= On Approval (play) =

1926 play by Frederick Lonsdale

Mrs Wislack pulls the Duke's nose: 1927 West End production

On Approval is a 1926 play by Frederick Lonsdale. It premiered at the Gaiety Theatre, New York, on 18 October 1926 where it ran for 96 performances. It opened in the West End of London at the Fortune Theatre on 19 April 1927 and ran until 2 June 1928.

==Original casts==

| Role | New York, 1926 | London, 1927 |
|---|---|---|
| Richard Halton | Wallace Eddinger | Edmond Breon |
| Mrs Wislack | Violet Kemble-Cooper | Ellis Jeffreys |
| Helen Hayle | Kathlene MacDonell | Valerie Taylor |
| The Duke of Bristol | Hugh Wakefield | Ronald Squire |

==Plot summary==

Richard Halton and Mrs Wislack, 1927 West End production

The exacting and difficult Maria Wislack is a widow who decides to take Richard away to her Scottish island for a month's trial "on approval" to see if they are compatible for possible marriage.
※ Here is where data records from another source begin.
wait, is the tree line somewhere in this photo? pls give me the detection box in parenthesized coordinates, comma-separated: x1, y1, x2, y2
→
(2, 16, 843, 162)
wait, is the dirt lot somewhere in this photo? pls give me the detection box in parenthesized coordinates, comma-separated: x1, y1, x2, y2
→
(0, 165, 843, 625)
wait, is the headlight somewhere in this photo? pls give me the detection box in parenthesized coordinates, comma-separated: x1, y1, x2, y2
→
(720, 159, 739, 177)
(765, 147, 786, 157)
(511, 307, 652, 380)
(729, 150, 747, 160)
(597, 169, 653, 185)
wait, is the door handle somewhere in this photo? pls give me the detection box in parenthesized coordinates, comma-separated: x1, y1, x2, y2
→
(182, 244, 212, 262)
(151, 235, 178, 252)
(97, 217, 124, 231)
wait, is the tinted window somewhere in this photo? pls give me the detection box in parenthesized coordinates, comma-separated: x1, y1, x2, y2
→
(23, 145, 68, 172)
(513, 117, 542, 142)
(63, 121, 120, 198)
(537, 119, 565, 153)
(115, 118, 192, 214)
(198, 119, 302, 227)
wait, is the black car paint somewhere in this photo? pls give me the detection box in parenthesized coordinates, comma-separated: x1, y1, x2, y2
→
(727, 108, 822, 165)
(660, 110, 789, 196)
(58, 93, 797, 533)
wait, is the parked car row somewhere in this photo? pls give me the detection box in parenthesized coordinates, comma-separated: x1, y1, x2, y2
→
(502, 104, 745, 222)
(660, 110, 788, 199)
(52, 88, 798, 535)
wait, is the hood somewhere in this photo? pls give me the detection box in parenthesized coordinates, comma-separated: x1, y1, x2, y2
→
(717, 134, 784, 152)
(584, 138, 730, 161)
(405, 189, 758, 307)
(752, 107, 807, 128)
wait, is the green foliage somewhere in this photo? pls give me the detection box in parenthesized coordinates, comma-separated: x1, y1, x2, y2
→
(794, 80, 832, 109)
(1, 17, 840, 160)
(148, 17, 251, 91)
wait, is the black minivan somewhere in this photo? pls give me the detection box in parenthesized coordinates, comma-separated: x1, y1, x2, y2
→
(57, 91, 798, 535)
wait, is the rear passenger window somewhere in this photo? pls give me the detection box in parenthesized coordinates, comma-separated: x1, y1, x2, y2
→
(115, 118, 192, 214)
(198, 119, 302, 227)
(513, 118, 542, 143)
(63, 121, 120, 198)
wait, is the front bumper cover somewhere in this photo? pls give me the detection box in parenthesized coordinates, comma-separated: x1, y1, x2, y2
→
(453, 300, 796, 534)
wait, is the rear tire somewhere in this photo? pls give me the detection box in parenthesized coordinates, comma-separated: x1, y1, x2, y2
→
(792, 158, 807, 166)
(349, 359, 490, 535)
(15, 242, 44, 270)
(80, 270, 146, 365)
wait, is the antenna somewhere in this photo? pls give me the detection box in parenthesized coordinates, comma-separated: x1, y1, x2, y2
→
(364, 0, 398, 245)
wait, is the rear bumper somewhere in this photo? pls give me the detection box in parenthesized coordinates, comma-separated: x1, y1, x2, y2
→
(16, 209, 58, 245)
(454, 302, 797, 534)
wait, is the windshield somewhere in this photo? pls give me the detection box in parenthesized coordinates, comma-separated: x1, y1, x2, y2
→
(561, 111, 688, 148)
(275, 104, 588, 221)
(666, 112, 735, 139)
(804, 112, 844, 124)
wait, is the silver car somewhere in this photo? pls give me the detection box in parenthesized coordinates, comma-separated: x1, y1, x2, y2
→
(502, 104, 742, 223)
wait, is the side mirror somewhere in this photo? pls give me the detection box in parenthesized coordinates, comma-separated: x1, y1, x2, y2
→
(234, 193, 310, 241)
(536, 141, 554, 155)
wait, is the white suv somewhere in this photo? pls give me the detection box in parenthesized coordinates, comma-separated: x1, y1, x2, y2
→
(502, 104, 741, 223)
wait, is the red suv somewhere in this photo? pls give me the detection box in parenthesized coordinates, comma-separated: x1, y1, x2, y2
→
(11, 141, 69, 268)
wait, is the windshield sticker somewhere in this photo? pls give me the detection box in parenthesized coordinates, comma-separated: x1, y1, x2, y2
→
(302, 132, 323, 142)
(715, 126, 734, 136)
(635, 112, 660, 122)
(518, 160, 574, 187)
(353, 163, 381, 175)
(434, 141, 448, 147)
The egotistical and difficult Duke of Bristol (who is Richard's friend) contrives to be there as well. While there they meet Helen, who is in love with the Duke, and circumstances make all four of them stay on the island for the month. Because of the bad behaviour of Mrs Wislack and the Duke, Helen and Richard decide not to marry either of them and they leave them stranded on the island. The Duke and Mrs Wislack pretend to be romantically involved to make the other two jealous, but end up marrying each other instead.

==Adaptations==
On Approval has had the following adaptations:

- On Approval, a 1930 British comedy film directed by and starring Tom Walls, also featuring Yvonne Arnaud, Winifred Shotter and Robertson Hare.
- On Approval, a 1944 British comedy film starred Clive Brook, Beatrice Lillie, Googie Withers and Roland Culver. Brook not only starred, but also directed, produced and wrote the adaptation.
- On Approval, a 1964 Australian TV film.
- A BBC television adaptation in 1947 featured Jan Pilbeam (Helen), Avice Landone (Mrs Wislack), Alec Finter (Richard) and Howieson Culff (Duke).
- "On Approval", a 1980 episode of the BBC anthology series Play of the Month. This version features Penelope Keith, Jeremy Brett, Lindsay Duncan, and Benjamin Whitrow.